Dr Kylie Dunning. Credit: CNBPA passion for helping hopeful parents facing fertility issues has driven Dr Kylie Dunning in her pioneering research into IVF.
Dr Kylie Dunning is motivated by creating a world where fewer couples struggle with infertility, an often invisible and stigmatised health challenge faced by more than 15% of Australian couples.
With personal experience of the challenges and heartache of starting a family, Dr Dunning is paving the way for patients to experience better and more effective fertility care, through the creation of exciting new technologies that will spearhead a revolution in IVF practices.
One of the greatest challenges for IVF clinics is identifying which embryos are suitable for transfer back into the patient’s womb. Overcoming this challenge would increase the number of patients taking home a baby. The current gold standard technologies include taking a small number of cells from the embryo (known as biopsy), an invasive procedure, and then sequencing the DNA to confirm that the embryo has the predicted number of chromosomes, a process known as pre-implantation genetic screening (PGS).
As well as being invasive, this procedure is notoriously inaccurate.
‘We know that aneuploidy, or the presence of cells with a divergent number of chromosomes, is quite common in human embryos. We also know they’re often mosaic, meaning the embryo has some normal cells, and some aneuploid cells. This reduces the chances of a successful pregnancy,’ she says.
New technology being developed by Dr Dunning and her team overcomes the need for a cell biopsy, instead using light to take a non-invasive ‘molecular photo’ to assess the health of the embryo.
‘Cross-fertilisation of ideas from different scientific disciplines will create solutions which we could never have imagined were possible.’
Dr Dunning’s revolutionary procedure involves shining very gentle doses of light upon an embryo, and using the scattered light that comes back to reveal the intricacies of its biochemistry. Separately, an optical fibre, the thickness of a human hair, delivers and collects light to measure pH levels in the fluid surrounding the embryo. Together, these measurements provide an insight into the ‘health’ of an embryo.
Currently at the pre-clinical stage, these discoveries will, Dr Dunning hopes, one day help choose the best embryos for transfer, reducing costs and heartache for hopeful parents.
Excitingly, the same procedures also extend into the realm of IVF in agriculture. This will lead to improved farming practices ensuring food availability and affordability on a global scale.
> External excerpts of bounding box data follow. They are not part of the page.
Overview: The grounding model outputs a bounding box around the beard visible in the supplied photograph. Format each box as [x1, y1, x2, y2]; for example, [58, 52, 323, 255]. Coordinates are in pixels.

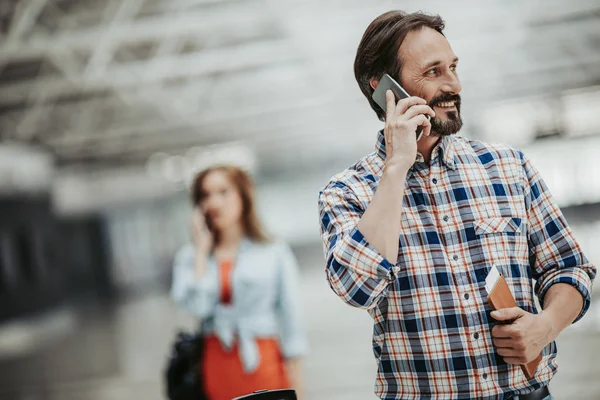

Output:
[429, 93, 462, 136]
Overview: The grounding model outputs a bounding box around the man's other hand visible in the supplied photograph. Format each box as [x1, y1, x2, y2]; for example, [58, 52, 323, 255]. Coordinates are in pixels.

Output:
[491, 307, 552, 365]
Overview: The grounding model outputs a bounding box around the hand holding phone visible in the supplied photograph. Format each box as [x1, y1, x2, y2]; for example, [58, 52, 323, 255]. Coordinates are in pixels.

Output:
[372, 74, 429, 141]
[373, 73, 435, 170]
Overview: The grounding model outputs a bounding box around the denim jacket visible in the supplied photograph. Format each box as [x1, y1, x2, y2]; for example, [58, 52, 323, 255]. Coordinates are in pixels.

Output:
[171, 239, 308, 373]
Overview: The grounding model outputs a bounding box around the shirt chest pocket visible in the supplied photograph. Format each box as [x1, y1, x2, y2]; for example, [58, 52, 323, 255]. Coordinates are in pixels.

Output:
[474, 217, 523, 236]
[474, 217, 528, 270]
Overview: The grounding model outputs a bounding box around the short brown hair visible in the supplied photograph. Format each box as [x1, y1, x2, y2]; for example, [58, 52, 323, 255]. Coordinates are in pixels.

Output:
[354, 10, 444, 121]
[190, 165, 269, 243]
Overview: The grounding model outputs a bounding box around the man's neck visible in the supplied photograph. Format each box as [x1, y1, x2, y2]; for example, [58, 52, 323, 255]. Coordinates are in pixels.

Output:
[417, 135, 441, 164]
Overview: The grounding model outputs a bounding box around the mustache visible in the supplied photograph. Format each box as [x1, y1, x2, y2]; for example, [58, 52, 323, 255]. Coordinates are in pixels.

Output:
[429, 93, 461, 108]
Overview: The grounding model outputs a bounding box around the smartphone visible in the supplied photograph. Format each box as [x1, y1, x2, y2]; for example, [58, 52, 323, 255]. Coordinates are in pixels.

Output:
[372, 74, 430, 141]
[233, 389, 298, 400]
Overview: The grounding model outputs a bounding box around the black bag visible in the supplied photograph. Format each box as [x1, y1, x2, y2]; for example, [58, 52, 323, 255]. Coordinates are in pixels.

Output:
[233, 389, 298, 400]
[165, 332, 207, 400]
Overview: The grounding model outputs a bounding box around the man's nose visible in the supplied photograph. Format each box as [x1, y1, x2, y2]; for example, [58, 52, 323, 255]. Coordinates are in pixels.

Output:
[440, 71, 462, 94]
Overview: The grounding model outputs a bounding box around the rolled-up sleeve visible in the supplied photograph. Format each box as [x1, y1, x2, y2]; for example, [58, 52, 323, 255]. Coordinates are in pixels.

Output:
[319, 182, 397, 309]
[171, 246, 218, 319]
[523, 156, 596, 322]
[278, 243, 309, 359]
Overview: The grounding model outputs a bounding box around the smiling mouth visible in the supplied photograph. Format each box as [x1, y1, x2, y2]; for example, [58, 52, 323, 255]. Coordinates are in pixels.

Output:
[435, 101, 456, 108]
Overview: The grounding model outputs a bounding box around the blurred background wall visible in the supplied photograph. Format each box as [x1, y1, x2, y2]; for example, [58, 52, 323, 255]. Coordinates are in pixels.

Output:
[0, 0, 600, 399]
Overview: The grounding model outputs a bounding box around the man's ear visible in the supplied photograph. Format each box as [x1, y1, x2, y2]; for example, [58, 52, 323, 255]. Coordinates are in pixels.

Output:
[369, 78, 379, 90]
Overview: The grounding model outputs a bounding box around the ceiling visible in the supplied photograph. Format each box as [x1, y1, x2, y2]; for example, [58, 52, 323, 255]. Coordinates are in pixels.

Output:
[0, 0, 600, 179]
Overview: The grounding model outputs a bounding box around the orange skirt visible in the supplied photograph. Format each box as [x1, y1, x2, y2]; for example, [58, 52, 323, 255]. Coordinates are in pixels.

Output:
[202, 336, 290, 400]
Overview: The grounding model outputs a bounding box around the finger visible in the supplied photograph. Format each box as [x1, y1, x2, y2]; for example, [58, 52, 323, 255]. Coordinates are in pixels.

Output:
[422, 118, 431, 136]
[492, 338, 517, 349]
[496, 347, 522, 358]
[410, 114, 431, 134]
[385, 90, 396, 120]
[490, 307, 525, 321]
[414, 114, 431, 136]
[395, 96, 427, 115]
[404, 104, 435, 119]
[504, 357, 525, 365]
[492, 325, 514, 339]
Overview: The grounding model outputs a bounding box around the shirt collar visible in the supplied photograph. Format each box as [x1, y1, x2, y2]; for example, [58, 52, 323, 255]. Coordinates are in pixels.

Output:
[375, 129, 456, 169]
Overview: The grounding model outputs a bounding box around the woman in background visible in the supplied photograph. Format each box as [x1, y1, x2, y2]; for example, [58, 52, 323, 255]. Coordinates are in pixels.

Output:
[171, 166, 308, 400]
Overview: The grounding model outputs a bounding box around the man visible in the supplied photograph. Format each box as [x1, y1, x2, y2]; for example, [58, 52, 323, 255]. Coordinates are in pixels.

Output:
[319, 11, 596, 399]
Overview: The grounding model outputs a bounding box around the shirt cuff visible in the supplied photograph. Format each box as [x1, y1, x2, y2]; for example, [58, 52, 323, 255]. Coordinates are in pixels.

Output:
[335, 227, 396, 280]
[536, 267, 592, 323]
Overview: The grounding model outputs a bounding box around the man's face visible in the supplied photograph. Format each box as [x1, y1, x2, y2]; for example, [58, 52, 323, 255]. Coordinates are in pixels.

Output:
[400, 28, 462, 136]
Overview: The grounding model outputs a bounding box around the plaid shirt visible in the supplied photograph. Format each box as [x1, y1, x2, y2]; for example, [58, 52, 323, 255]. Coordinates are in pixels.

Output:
[319, 132, 596, 399]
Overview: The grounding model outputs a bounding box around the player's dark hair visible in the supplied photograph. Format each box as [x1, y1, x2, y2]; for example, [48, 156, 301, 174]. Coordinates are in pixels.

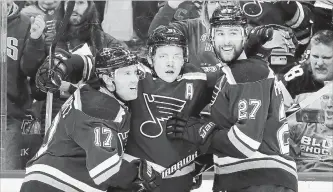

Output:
[311, 30, 333, 46]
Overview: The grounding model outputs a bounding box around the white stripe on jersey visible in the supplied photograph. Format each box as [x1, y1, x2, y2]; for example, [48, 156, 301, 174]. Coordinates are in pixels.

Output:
[214, 151, 298, 178]
[23, 173, 80, 192]
[228, 125, 255, 157]
[93, 156, 121, 185]
[89, 154, 120, 182]
[114, 106, 126, 123]
[177, 72, 207, 81]
[222, 66, 237, 85]
[26, 164, 102, 192]
[228, 125, 261, 150]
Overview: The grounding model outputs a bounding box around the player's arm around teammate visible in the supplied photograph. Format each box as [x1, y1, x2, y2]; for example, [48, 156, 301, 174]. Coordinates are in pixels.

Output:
[21, 48, 161, 192]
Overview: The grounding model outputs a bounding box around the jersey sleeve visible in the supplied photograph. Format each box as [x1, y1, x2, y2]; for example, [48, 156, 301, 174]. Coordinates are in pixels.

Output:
[278, 64, 324, 99]
[211, 76, 274, 158]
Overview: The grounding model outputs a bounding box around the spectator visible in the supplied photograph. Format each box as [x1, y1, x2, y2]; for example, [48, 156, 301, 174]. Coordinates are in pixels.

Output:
[313, 0, 333, 33]
[22, 0, 60, 51]
[148, 1, 220, 70]
[30, 0, 127, 135]
[3, 0, 45, 170]
[289, 81, 333, 172]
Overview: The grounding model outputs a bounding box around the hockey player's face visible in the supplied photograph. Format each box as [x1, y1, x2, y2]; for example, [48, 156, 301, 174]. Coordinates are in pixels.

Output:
[213, 26, 245, 63]
[152, 46, 184, 83]
[38, 0, 60, 10]
[65, 0, 89, 25]
[310, 43, 333, 81]
[321, 90, 333, 129]
[114, 65, 139, 101]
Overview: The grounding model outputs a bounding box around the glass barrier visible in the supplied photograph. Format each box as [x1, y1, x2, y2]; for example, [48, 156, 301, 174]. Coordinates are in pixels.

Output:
[0, 0, 333, 188]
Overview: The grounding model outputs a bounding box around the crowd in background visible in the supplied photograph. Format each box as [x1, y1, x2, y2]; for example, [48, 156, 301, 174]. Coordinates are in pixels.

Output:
[4, 0, 333, 176]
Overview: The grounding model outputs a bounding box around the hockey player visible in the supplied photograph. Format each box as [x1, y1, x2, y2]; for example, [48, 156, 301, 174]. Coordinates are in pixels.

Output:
[21, 48, 160, 192]
[113, 26, 216, 192]
[166, 4, 298, 192]
[289, 81, 333, 172]
[279, 30, 333, 106]
[1, 0, 45, 170]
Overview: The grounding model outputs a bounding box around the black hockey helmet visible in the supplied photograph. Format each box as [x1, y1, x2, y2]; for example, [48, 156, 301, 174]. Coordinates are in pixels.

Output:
[95, 47, 139, 74]
[147, 25, 188, 62]
[209, 1, 247, 27]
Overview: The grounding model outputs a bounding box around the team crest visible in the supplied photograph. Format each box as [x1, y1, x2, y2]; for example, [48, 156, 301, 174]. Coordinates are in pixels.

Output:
[140, 93, 186, 138]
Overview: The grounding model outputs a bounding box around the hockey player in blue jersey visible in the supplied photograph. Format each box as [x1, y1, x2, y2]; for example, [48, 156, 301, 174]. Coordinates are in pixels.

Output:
[20, 48, 161, 192]
[166, 3, 298, 192]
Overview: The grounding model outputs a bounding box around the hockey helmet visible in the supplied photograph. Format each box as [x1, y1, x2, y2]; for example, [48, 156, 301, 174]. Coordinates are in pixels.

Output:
[95, 47, 139, 75]
[209, 1, 247, 27]
[147, 26, 188, 62]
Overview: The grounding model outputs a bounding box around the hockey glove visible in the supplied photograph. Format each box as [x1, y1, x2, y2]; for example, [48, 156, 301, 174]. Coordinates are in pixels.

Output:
[166, 113, 217, 154]
[36, 49, 71, 93]
[131, 159, 162, 192]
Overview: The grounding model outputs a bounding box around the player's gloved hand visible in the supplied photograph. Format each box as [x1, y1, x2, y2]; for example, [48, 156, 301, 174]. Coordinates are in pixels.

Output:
[132, 159, 162, 192]
[36, 49, 71, 93]
[244, 25, 274, 57]
[166, 113, 217, 153]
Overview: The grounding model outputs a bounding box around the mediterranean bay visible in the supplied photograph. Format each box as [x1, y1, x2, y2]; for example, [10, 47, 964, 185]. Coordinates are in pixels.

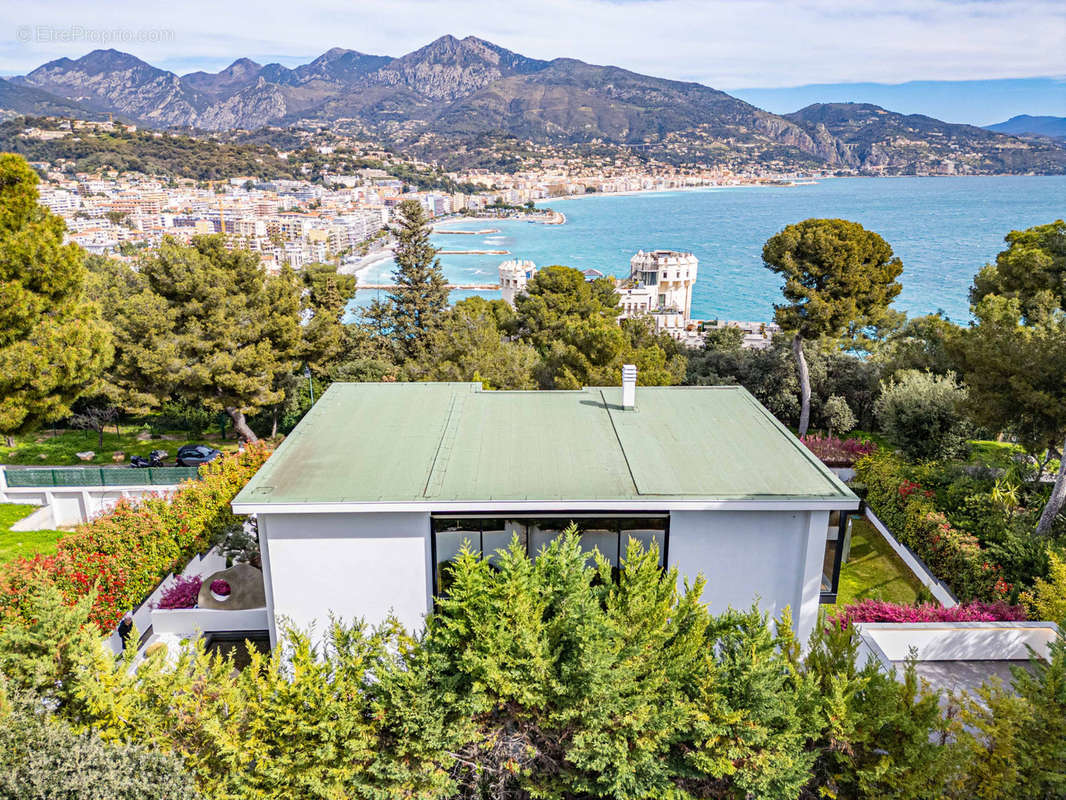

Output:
[357, 176, 1066, 321]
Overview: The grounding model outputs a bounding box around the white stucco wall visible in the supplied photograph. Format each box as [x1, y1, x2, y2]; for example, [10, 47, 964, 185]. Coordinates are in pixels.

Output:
[259, 510, 828, 641]
[259, 512, 431, 642]
[668, 511, 829, 641]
In recognition of this work, Dr Dunning received the Newcastle Reproduction Emerging Research Leader Award in 2019, the Healthy Development Adelaide Women’s Excellence in Research Award in 2020 and a Mid-Career Fellowship from the Hospital Research Foundation, the latter of which will support her research for the next 3 years.
Dr Dunning is a former member of the ARC Centre of Excellence for Nanoscale BioPhotonics (CNBP), and is based at the University of Adelaide. She attributes her success to the encouragement of mentors, a fantastic team of young scientists around her, and the nurturing and diverse environment of the CNBP.
‘Being surrounded by researchers from the disciplines of biology, chemistry and physics has allowed me to think creatively about potential technological solutions for the IVF clinic,’ Dr Dunning says.
‘Cross-fertilisation of ideas from different scientific disciplines will create solutions which we could never have imagined were possible.’